The housing of utopia would be made up of sleek glass towers that operate under a ccooperative principal that include a wide variety of housing to suit all income levels and eliminate the problems of income segregation.  As relatively large centres the housing clusters could support day to day amenities such as markets, primary and secondary education, and recreational facilities (including surrounding parklands).  Within the housing cluster life would be centred upon the interurban station and no structure would be further than a 15 minute stroll.

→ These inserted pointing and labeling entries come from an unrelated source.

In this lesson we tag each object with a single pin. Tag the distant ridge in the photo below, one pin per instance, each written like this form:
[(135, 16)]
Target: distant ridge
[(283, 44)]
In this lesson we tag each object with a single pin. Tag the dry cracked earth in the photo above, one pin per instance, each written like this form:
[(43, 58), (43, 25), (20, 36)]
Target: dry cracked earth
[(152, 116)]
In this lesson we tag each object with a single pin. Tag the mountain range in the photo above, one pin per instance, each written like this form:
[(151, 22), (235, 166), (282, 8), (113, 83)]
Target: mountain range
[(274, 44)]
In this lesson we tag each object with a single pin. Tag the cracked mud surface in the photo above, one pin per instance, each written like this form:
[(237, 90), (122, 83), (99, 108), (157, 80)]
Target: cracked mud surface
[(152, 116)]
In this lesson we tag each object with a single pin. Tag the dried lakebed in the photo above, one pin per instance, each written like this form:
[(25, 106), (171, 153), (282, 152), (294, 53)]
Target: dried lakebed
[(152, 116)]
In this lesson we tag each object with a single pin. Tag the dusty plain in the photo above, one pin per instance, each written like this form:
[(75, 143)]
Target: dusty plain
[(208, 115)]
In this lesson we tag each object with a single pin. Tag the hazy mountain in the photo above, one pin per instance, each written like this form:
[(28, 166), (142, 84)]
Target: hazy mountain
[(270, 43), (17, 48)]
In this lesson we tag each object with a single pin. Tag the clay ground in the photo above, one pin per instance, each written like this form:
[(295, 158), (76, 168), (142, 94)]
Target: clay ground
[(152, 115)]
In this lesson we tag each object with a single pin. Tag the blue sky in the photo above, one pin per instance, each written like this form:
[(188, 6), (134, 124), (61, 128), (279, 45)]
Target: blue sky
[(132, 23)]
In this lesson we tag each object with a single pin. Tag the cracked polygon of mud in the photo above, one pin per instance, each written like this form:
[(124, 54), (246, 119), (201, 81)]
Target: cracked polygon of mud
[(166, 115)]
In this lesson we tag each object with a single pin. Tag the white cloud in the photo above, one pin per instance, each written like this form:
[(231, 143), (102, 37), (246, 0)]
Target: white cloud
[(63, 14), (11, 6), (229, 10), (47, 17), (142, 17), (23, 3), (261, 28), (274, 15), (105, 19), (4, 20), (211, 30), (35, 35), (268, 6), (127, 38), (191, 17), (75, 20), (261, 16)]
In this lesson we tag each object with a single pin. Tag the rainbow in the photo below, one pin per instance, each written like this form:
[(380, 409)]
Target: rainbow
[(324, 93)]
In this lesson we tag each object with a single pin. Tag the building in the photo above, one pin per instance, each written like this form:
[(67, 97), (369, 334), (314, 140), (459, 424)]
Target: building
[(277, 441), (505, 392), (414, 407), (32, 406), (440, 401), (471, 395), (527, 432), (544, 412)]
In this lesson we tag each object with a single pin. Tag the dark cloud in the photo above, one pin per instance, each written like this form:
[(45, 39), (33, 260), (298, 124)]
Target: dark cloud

Businesses and industry of Utopia that could not be integrated into the residential centres would operate within designated clusters linked to the interurban network that would find ample land and be free of the problems associated with industrial enterprises in the urban context (such as noise and unsightliness complaints).  In addition, the clusters would foster creativity and innovation by grouping like-minded individuals together.

Cultural, recreational, and governmental facilities that required a larger base than 100,000 people would also be grouped into multipurpose designated districts that would be centred upon interurban stations and have plenty of land available for future development. As well as built facilities, the interstitial multi-use facility of the public commons between the clusters would support agriculture, recreation, and nature.